La sorpresa como género
La soledad era esto. Una noche de corrida goyesca donde lo pequeño, lo leve, lo imaginativo y lo que melancólicamente se conoce como lo que está debajo batió a lo vulgarmente definido como lo que está encima. Acorralados por la vida real contra acorralados por el terror imaginado. La pulpa contra la corteza, el alma frente al espectáculo, la piedra pómez de los días peores de los pobres diablos ganando a la efervescencia del superdotado artefacto de terror, carne de taquillazo.
Se había dicho, y repítase hasta que haga falta -y pese a quien pese- que 2007 no había sido un gran año para el público que decide ver cine hecho en este país. Tampoco para la industria del cine que se hace en este país, donde las salas acogieron 20 millones de almas menos que en 2006, provocando en los ya inquietos exhibidores algo parecido a un sálvese quien pueda.
Pero las excepciones que confirman reglas pueden tener tanta capacidad de seducción como para inyectar en los aficionados al cine pequeñas o grandes dosis de optimismo: que una película como La soledad de Jaime Rosales -un tipo con un desesperante aspecto de creerse y confiar en todo lo que dice y hace- tenga ahora la oportunidad de renacer en los cines gracias a los cabezones cosechados ayer por la noche, reconciliará a muchos militantes de la utopía con la vida que toca. Aunque la vida que toca, que es la que cuentan con la piel las impresionantes actrices de esa película, sea así de catastrófica. Cine radical, cine de emociones, cine alejado de la concesión.
Por cierto, qué gran pena y qué gran injusticia (ya se sabe, no hay sitio para todo) que Sonia Almarcha, Petra Martínez y Nuria Mencía, heroínas de este fresco de existencias imposibles, se hayan quedado lejos del palmarés.
La misma injusticia sería decir que la de ayer fue una noche de fracaso para la brillantez técnica de Juan Antonio Bayona. El orfanato se llevó hasta siete premios Goya, incluido el de mejor director novel. No hace falta ser un tahúr profesional para apostar por este director para el futuro, más que nada porque, en su caso, el futuro ya está aquí.

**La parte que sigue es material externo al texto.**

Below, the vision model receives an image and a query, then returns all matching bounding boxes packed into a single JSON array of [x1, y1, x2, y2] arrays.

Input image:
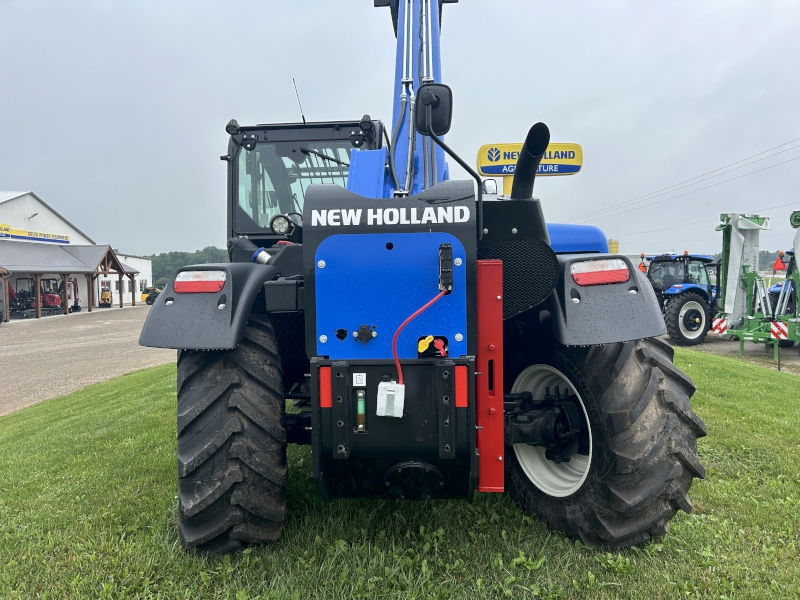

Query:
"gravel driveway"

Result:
[[0, 305, 175, 415]]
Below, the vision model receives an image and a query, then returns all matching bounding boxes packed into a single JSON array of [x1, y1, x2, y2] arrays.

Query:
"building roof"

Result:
[[0, 192, 95, 244], [58, 245, 108, 271], [0, 241, 139, 275]]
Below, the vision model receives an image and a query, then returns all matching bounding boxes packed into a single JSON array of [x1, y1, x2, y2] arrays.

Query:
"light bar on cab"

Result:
[[172, 271, 227, 294], [569, 258, 631, 286]]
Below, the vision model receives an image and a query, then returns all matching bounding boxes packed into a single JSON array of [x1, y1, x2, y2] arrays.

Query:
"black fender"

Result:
[[547, 254, 667, 346], [139, 263, 281, 350]]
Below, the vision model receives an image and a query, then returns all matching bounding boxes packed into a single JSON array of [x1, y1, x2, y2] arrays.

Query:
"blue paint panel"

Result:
[[547, 223, 608, 252], [314, 232, 467, 360], [347, 148, 386, 198]]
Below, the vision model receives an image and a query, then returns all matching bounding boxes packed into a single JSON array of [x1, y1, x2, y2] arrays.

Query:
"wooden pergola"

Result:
[[0, 267, 11, 323], [0, 246, 139, 320], [86, 247, 139, 312]]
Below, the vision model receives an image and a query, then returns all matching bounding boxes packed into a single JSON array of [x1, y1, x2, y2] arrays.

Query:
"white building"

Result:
[[0, 192, 153, 319]]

No se puede ser genial y fresco como una lechuga siempre y a cada momento, y si José Corbacho dejó boquiabiertos a casi todos el año pasado con su dadaísta y debutante prestación en la gala de los Goya, ayer tuvo que resignarse a desempeñar un papel harto complicado para cualquier ser humano, como es el de imitarse a sí mismo. De ahí al tic no hay nada. Y de la mencionada frescura de las lechugas a la tozudez de la caricatura/gama repetitiva, tampoco.
Esto no quita para que algunos momentos, como su parodia de la presidenta de la Academia, Ángeles González Sinde, fueran gloriosos. El oficio es el oficio.
Y luego está lo de Alfredo Landa.
Los dry martinis que se pensaba cepillar hoy en su casa el protagonista de Luz de domingo en el caso de haber ganado el Goya al Mejor Actor tendrán que esperar. O no. También se bebe para olvidar, e incluso para festejar un Goya de Honor, que es como decir festejar de nuevo la despedida que no hace más que empezar. Landa apenas pudo articular palabra, apenas unos balbuceos, "no sé lo que me pasa, no sé lo que me pasa".
La noche de sorpresas vivida ayer en el palacio de Congresos de Madrid le viene bien a la gran familia del cine que se hace en España (porque sería mejor empezar a llamarlo así, en lugar de cine español: no existe el cine español). Ojalá que la cara de incredulidad de Jaime Rosales y la de su productor José María Morales sirva para hacer ver a tantos cineastas en ciernes, cineastas escondidos con sus proyectos aún en estado virtual, que todos los milagros son posibles. ¿Todos? No. No fue posible ver ayer a un genio resucitado llamado Fernando Fernán-Gómez irrumpiendo en el escenario y gritando: "¡¡¡A la mierda!!!".